Variance doesn't affect generated code because it acts earlier than that: determining whether code is valid or not and in doing so preventing invalid code (UB) from being compiled in the first place.
The simplest example of incorrect variance → UB is that `&'a mut T` must be invariant in T. If it were covariant, you could take a `&'a mut &'static T`, write a `&'b T` into it for some non-static lifetime `'b` (since `'static: 'b` for all `'b`), and then... kaboom. 'b ends but the compiler thought this was a `&'a mut &'static T`, and you've got a dangling reference.
`&'a mut T` can't be covariant in T for a similar reason: if you start with a `&'a mut &'b T`, contravariance would let you cast it to a `&'a mut &'static T`, and then you'd have a `&'static T` derived from a `&'b T`, which is again kaboom territory.

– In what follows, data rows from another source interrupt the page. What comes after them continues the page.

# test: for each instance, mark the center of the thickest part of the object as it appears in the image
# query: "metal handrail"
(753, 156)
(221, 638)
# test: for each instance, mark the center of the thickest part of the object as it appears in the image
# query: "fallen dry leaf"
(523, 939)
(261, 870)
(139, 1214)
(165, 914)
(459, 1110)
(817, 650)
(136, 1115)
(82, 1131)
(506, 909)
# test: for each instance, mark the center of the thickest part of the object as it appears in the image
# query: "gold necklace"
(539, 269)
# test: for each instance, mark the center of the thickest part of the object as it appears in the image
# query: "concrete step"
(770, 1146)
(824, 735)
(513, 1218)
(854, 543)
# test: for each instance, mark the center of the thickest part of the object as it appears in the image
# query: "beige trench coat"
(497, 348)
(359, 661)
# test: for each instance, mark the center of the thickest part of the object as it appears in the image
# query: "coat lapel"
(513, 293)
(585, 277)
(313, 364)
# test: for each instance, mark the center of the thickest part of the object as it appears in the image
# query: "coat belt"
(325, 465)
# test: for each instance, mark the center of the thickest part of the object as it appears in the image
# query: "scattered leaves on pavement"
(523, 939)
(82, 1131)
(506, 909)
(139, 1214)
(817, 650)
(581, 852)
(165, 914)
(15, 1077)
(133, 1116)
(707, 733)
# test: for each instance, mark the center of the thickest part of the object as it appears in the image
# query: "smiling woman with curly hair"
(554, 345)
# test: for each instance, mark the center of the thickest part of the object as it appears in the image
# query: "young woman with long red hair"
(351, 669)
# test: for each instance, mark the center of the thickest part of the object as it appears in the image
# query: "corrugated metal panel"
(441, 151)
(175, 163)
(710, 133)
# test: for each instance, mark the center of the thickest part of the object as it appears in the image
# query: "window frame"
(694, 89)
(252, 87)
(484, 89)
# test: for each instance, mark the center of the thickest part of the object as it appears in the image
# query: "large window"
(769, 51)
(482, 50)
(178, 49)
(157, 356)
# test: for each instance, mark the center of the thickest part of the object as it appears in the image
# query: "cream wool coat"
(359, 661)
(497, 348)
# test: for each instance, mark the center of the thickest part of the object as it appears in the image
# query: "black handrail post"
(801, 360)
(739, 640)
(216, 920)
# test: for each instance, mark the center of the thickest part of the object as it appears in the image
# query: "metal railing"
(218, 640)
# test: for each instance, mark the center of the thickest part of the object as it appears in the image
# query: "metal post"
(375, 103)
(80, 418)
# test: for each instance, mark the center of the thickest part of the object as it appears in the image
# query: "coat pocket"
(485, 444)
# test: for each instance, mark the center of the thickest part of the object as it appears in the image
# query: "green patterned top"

So, variance’s effect is to guide the compiler and prevent dangling references from occurring at runtime by making code that produces them invalid. Neither of the above issues is observable at runtime (barring compiler bugs) precisely because the compiler enforces variance correctly.
It doesn't have zero effect. Like everything about type systems, it helps prevent incorrect, and possibly unsound, code from compiling. So I guess the giant runtime effect is that you either have a program to run or not.